Electric Violins and Jazz Violinists 1930s-1950s Part 3

by Anthony Barnett

Some conclusions and questions contained in this article correct erroneous assumptions made in previous writings elsewhere - AB

Stéphane Grappelli and Uncertainly Identified Electric Violin

Stéphane Grappelli is not often associated with electric violins but there are a couple of matters worth examining.

A London Melody Maker (15 November 1952) Max Jones interview-article with Grappelli is headlined with Grappelli's attributed words, "Now the Violin Can Find a Real Place in Jazz . . .": "In his Variety act with pianist Yorke de Sousa, Grappelly [sic] still uses his standard violin. But for dances and jazz sessions his improvisations are now amplified directly he puts bow to steel strings. He is an enthusiastic exponent of the electric violin-an American instrument that radio listeners heard for the first time in World of Jazz on November 1. 'Of course the instrument's full value cannot be realized from a record or broadcast [. . .] because the amplifier isn't really needed then. The tone sounds different, yes; but you must hear this violin in a hall to get the whole effect. It is wonderful.' The wonder instrument is a curious sawn-off looking thing, visually unimpressive and extraordinarily heavy. We wanted to know if it demanded a special technique. [. . .] 'The fingerboard is the same, but it has to have metal strings. For me, the finger-pressure is about the same as I normally use, but the bowing is different. This needs great control [. . .] You must have very steady bowing, for every little sound is enlarged through the loudspeaker. Each time I am going to use the electric fiddle I must get used to it again; I must play all day. [. . .] It isn't easy to play well at first, but once you have mastered this fiddle it is fantastic. [. . .] This fiddle is definitely better than the normal one for jazz playing; there is no comparison. For solos it is powerful and exciting. [. . .] It means that the violin can take a full part in the jazz orchestra at last. It's no longer a little voice; it's more like four fiddles. I mean, I may play louder than four fiddles, but, of course, the sound is not the same. In fact, it is an entirely new sound, and eventually it will add new tone colour to jazz recordings, too.'"

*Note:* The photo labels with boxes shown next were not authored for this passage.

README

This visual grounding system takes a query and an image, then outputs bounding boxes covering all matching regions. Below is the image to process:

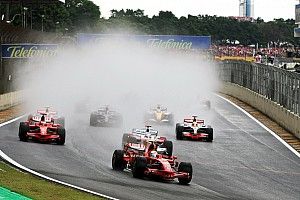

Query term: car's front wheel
[132,157,147,178]
[178,162,193,185]
[19,122,29,142]
[112,150,126,171]
[57,127,66,145]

For all the hype, and there is more, some of it quite silly, Grappelli's enthusiasm is hardly believable, playing to the journalistic gallery no doubt. Was he being asked to test it or endorse it? It is doubtful that he hung on to the instrument long or that he ever recorded on it. There do not seem to be any contemporary recordings by Grappelli. Stupidly, the instrument is neither named nor shown in the accompanying photo, in which Grappelli is seen with an acoustic violin. Why? Did editorial policy forbid the naming of the manufacturer? However, an issue of The New Musical Express the previous month (3 October 1952) does include a photo of Grappelli playing the unnamed instrument "made in the States." It is stick-like, along the lines of some Vega and Rickenbacker models but not exactly like those known elsewhere. But then it is some years later. Its modeling most closely resembles a Vega but it should be noted from Vega's 1939 catalogue: "You can use any kind of strings, regardless whether metal or gut, as no special strings are necessary. It is light in weight and balanced so that it is easy to play." Would Vega have regressed over twelve years to the "extraordinarily heavy" instrument in need of steel strings described in the Melody Maker, assuming that Vega's catalogue description is accurate? Ben Heaney: "Grappelli's instrument is almost certainly a Vega violin. There definitely appear to be two dials, which rules out the Beauchamp Rickenbacker. Also the stub of the upper bout is too different to be a Beauchamp. My only doubt creeps in because this is some years after the Vega violin first appeared and it didn't really have any impact on the market then. Why was Grappelli playing it?" Why indeed! A still of the NME photo can be seen in DVD Music on Earth MoE 101 Stéphane Grappelli: A Life in the Jazz Century. [All things considered an excellent production, curiously unlike the director's basic-error-ridden hagiography Stéphane Grappelli: With and Without Django (London, 2003) which is best avoided unless read with the utmost circumspection. For example, Michel Warlop never recorded classical music under the nom-de-musique Waclaw Niemczyk, who was a different and very real violinist; a canard unfortunately picked up from New Grove Dictionary of Jazz, 2nd ed.]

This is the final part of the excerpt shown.